The death and rebirth of the manufacturing sector in Silicon Valley

Earlier this year, search engine giant Google paid over $1.6 billion to acquire the video sharing service YouTube. The 18 month-old startup had just over sixty employees, and made nothing of its own, other than a little software code; the value of the company rested in the vast audience that uploaded and shared videos. For many, the sale seemed to mark the return of the dot-com boom days, and the coming of age of "Web 2.0."

Once upon a time, though, Silicon Valley was famous because it made things. In fact, one of the best recent books about the Valley, Christophe Lecuyer's Making Silicon Valley: Innovation and the Growth of High Tech, 1930-1970, argues that the unique challenges of making electronics drove the creation of the Valley's distinct culture. The book starts with one vast insight about the nature of technology. This is it: manufacturing isn't boring. Figuring out how to produce thousands or millions of units of complicated, high-performance components requires as much ingenuity and creativity as inventing a new device in the first place, and sometimes even generates new innovations. In fact, Jean Hoerni invented the planar process for manufacturing semiconductors-- a process that is the Valley's equivalent of mass production, interchangeable parts, and sliced bread, all in one-- in response to military demands for ultra-high performance components. No military demands, no planar process, no Silicon Valley.

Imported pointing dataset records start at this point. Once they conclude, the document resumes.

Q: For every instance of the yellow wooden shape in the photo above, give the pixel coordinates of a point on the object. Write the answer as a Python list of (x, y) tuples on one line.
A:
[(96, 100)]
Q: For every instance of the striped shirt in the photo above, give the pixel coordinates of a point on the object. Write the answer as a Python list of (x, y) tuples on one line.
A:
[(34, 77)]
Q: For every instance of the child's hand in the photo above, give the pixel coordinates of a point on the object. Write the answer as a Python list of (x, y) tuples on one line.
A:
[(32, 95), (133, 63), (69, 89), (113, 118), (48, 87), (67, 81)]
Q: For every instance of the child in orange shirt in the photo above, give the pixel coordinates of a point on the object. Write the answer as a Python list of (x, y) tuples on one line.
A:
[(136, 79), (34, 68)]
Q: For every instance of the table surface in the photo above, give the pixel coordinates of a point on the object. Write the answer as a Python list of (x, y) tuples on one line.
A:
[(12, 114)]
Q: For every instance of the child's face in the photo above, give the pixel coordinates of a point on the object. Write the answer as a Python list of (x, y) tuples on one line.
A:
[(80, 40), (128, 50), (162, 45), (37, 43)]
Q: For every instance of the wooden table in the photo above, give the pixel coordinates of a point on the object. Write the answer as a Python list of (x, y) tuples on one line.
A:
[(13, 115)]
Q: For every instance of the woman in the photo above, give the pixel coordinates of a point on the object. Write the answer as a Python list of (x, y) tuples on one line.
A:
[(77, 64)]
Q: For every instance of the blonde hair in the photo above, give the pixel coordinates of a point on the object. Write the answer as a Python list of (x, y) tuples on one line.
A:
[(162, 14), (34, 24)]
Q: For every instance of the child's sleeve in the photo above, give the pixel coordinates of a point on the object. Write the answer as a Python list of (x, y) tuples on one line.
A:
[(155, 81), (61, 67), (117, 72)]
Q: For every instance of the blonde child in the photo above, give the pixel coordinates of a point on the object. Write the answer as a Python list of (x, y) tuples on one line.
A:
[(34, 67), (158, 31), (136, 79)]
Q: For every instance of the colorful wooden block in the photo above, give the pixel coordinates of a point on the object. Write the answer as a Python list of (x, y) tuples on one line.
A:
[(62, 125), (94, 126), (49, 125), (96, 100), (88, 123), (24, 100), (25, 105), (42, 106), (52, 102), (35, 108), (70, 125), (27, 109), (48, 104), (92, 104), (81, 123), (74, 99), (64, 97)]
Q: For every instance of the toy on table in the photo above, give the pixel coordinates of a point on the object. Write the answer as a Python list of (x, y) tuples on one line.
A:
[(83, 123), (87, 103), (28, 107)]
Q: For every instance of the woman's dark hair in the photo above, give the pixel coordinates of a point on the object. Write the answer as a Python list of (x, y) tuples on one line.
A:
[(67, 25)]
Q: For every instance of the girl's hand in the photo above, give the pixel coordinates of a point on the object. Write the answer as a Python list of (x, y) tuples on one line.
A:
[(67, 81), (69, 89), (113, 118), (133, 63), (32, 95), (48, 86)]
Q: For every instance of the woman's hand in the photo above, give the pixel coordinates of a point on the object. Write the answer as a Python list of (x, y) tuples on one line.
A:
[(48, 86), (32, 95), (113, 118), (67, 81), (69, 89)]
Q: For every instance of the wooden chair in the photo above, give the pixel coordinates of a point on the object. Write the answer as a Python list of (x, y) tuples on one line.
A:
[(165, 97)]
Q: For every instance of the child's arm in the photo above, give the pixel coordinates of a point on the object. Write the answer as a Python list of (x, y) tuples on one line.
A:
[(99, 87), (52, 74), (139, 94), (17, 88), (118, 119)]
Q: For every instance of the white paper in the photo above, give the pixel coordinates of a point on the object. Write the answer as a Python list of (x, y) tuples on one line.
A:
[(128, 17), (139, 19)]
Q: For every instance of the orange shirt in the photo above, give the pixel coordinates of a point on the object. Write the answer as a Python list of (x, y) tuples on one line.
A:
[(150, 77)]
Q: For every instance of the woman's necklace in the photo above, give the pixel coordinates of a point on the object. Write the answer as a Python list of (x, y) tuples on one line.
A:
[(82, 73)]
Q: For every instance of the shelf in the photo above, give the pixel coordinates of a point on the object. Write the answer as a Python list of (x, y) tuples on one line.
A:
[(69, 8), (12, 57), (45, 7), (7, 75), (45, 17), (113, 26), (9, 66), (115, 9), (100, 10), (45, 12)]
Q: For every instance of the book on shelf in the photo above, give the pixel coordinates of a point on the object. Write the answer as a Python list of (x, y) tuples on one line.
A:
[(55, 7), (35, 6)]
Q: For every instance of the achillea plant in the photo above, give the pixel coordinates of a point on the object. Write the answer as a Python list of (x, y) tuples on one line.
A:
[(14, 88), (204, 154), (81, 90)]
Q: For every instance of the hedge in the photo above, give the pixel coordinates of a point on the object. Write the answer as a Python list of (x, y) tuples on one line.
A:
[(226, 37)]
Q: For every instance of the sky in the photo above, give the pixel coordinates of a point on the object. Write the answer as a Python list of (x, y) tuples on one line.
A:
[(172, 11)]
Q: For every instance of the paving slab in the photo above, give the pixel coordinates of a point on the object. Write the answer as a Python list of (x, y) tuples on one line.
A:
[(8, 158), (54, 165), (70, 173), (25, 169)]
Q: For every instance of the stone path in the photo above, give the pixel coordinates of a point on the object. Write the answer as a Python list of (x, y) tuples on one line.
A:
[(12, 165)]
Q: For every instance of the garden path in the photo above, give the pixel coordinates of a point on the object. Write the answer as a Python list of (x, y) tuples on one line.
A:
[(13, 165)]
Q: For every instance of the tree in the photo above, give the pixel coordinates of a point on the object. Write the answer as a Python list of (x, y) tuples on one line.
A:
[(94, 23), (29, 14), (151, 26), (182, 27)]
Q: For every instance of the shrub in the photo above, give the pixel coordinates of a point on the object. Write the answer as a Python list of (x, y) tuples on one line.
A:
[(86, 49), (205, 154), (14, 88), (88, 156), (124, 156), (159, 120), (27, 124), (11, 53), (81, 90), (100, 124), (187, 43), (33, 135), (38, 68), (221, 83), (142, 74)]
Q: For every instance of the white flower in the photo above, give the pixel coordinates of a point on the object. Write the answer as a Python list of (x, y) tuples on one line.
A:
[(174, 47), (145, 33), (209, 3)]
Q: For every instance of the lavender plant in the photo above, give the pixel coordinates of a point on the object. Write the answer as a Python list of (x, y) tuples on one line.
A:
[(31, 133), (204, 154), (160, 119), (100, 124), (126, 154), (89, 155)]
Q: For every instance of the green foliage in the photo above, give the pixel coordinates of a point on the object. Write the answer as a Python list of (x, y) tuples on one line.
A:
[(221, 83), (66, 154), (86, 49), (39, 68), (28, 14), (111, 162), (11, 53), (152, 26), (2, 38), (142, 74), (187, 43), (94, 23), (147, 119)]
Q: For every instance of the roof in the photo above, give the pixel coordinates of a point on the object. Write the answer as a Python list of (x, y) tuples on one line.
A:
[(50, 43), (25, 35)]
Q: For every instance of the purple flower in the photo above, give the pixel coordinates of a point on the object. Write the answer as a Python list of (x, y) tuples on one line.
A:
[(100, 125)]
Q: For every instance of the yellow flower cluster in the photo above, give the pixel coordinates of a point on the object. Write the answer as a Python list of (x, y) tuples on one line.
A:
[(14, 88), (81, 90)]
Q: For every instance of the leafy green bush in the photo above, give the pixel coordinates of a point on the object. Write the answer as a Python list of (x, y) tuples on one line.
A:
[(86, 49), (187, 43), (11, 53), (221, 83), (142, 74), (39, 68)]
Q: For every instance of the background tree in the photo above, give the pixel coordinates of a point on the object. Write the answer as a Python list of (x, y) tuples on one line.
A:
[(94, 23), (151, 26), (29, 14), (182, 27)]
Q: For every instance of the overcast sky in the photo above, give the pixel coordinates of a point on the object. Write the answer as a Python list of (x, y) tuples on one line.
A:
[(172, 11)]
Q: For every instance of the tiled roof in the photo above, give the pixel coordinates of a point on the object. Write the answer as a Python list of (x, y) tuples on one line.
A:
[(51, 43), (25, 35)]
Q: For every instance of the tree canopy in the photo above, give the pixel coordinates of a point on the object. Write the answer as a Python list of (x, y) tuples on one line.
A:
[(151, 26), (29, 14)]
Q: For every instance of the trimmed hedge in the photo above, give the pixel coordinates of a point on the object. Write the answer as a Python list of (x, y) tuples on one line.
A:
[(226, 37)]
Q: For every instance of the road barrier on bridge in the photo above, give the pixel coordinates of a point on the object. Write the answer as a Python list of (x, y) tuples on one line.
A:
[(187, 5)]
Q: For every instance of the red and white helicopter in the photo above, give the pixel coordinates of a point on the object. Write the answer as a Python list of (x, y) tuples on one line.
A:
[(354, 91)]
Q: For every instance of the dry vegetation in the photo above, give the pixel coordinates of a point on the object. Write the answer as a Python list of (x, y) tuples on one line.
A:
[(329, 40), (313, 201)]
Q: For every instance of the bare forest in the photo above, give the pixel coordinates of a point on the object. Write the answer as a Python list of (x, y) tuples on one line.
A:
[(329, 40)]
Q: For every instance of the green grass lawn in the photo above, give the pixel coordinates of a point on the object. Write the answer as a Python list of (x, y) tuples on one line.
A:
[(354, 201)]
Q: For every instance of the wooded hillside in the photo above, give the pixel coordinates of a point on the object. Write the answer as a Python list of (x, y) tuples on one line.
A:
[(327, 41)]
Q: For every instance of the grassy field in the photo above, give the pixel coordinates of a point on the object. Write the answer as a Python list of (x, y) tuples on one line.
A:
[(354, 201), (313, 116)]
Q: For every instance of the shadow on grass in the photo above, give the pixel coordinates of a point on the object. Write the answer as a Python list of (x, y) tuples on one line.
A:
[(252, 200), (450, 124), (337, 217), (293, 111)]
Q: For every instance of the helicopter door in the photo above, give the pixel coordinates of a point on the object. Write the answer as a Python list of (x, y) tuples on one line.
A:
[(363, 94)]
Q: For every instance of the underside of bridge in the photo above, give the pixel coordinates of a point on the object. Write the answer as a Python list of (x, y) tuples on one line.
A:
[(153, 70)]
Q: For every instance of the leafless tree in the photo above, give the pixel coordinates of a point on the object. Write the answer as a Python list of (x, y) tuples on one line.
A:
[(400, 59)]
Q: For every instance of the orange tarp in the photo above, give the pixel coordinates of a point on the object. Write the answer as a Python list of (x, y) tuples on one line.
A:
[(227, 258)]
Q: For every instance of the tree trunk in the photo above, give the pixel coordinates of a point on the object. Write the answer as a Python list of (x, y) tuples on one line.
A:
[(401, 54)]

This attention to the factory floor leads Lecuyer to another discovery. Long before the place was famous for attracting engineers from around the Pacific, it was drawing strength and creating world-class technical skill by remixing technical and national cultures. In the 1920s, the radio scene was a mashup of professional radio engineers, amateur radio enthusiasts, and naval intelligence officers; this is one reason San Francisco-- far from either the procurement wizards in the Naval Shipyard in Washington, or the East Coast electronics factories-- had a world-class radio tube industry in the 1930s.

This is a timely book, because manufacturing isn't completely gone from Silicon Valley; in fact, it might be coming back. Nanosolar, one of a slew of new Silicon Valley companies that works on alternative energy, just announced plans to build its new factory not in China or India, but in San Jose. As one venture capitalist put it, the photovoltaic solar cell company is "trying to move the photovoltaics industry from the economics of the semiconductor business to the economics of the printing business"-- precisely the kind of move that requires manufacturing genius of the sort Lecuyer describes. Who was one of Nanosolar's early investors? Google.